The original, grand scheme for the Web was that information would be served up on multiple sites that would all link to one another. The world would be one, big encyclopedia. As it turned out, informational and educational sites have become massive repositories of articles and markup, some of which compete with one another; and news sites such as this one have become separate, self-standing feats of ingenuity.

The problem is that it’s not much of a Web any more, or at least less of one that was originally intended. This is a problem that HTML5’s architects are hoping to solve, by means of new systems that would enable services from the outside (like search engines) to make more and better sense of the data being maintained by servers on the inside.

The latest progress on this front was made this week with a new round of improvements, some posted just yesterday, to the WHAT Working Group’s “living standard” specifications for microdata. Think of it as markup for your markup: a way to specify the structure and attributes of long tables of data, or even long news sites full of articles, within the markup itself without having to force servers to implement third-party parsers.
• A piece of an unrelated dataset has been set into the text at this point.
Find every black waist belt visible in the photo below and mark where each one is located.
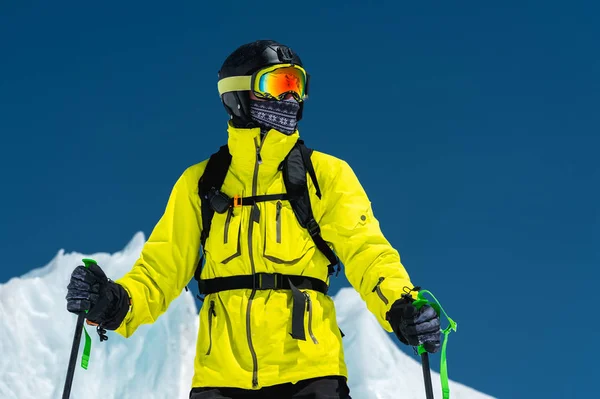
[198,273,329,341]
In a developers’ post earlier this week, Opera Software’s Chris Mills describes microdata:

Microdata tries to improve on what we’ve already had in the past: providing a built-in mechanism that is as easy to grasp as microformats, but also allows data processing without needing to build your own parser. And you can of course build your own microdata processing functionality for non-supporting browsers using JavaScript, if needs be.
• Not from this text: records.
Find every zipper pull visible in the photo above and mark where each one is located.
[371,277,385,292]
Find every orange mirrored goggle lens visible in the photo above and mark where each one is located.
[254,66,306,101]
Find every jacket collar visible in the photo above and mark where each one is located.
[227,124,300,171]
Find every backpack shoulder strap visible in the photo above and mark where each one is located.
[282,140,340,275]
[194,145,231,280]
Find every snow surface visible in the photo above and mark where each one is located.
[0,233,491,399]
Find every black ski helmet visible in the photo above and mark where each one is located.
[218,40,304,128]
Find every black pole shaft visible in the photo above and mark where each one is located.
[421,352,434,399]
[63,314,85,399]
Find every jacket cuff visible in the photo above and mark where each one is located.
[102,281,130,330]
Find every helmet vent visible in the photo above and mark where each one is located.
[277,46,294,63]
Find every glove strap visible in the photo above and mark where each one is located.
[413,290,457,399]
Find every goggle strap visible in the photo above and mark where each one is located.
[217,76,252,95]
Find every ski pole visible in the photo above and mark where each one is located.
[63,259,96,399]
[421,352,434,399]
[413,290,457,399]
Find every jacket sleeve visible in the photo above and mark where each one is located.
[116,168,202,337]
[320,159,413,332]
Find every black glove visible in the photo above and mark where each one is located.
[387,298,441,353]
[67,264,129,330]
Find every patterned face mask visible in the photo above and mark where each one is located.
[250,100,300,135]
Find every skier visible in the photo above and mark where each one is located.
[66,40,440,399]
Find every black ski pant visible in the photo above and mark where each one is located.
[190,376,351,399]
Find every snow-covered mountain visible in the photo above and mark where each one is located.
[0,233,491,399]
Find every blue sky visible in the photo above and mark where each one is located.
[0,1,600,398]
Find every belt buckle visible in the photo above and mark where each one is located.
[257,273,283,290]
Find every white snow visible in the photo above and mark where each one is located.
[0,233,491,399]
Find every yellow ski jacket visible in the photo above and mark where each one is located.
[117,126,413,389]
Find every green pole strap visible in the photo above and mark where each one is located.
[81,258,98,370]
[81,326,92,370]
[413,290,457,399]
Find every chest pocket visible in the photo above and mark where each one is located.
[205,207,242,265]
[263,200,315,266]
Already, HTML5 improves the structure of articles by enabling publishers to define separate characteristics of the components of articles, not just for CSS but to help browsers better organize pages. That could change how future browsers implement tabs (imagine automatic groupings and subgroupings). But microdata goes several steps further. It enables sites to explain the context of data using terms that browsers may be able to understand. Imagine using Google to search for dinner recipes, and having recipe cards delivered from several sites inside Google, fully and properly formatted in a nice, browsable Rolodex-like gadget.

In order for sites like Google to do this automatically, however, the publishers of things like recipes would need to agree upon some kind of common vocabulary – a single list of names that one calls the parts of recipes. And here’s where things get tricky, because you can’t invoke “Google” and “imagine” in the same sentence without some caveats. Two months ago, Google put its weight behind a competing standard called RDFa, which aims to do much the same thing. In concert with Microsoft’s Bing and with Yahoo, the search leader agreed to promote one Web site, called schema.org, for the promotion of a one-stop shop where search engines and other resources could determine the best single structures for shared data.
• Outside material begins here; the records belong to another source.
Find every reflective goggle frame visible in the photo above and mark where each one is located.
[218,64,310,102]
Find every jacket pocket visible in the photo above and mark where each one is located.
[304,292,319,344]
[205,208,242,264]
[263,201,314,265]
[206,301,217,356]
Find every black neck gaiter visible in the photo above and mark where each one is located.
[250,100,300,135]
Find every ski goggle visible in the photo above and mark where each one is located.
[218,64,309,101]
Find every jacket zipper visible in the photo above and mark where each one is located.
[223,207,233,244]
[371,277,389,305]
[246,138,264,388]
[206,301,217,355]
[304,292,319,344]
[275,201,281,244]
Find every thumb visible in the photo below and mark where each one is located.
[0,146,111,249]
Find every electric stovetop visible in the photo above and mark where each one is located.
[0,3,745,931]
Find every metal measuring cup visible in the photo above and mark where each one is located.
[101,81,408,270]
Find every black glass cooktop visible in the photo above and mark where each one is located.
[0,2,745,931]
So the question becomes, is microdata part of HTML5 or is it RDFa? The W3C has already published specifications for embedding RDFa in HTML, but both W3C and WHATWG are working (not jointly, mind you) on microdata. Still, Web developers are treating RDFa as an HTML5 component, or at least as something playing in the HTML5 playground, for one reason because Google supports it.

Once again, a critical question around HTML5 will come down to a decision on whom to trust, the architects or the implementers. If schema.org takes off, then developers will assume that RDFa is, essentially, the de facto data specification component of HTML5, regardless of what the working groups say. That little victory could give Google more leverage on other aspects of HTML5 leadership, such as implementation of the VP8 video codec versus add-on support for H.264.

UPDATE: Incorporating some information from Manu Sporny, the RDFa chair for W3C, I should make some clarifications: Google’s strong support for RDFa was made official back in May 2009, when it announced support for a feature it called Rich Snippets. That tool helps search engines like Google better determine the relevancy of Web pages, and relies on RDFa.

However, as Sporny points out, despite Google’s history with RDFa, the schema that the Schema.org team has coalesced upon is actually microdata, as the site itself explains:

Your web pages have an underlying meaning that people understand when they read the web pages. But search engines have a limited understanding of what is being discussed on those pages. By adding additional tags to the HTML of your web pages–tags that say, “Hey search engine, this information describes this specific movie, or place, or person, or video”–you can help search engines and other applications better understand your content and display it in a useful, relevant way. Microdata is a set of tags, introduced with HTML5, that allows you to do this.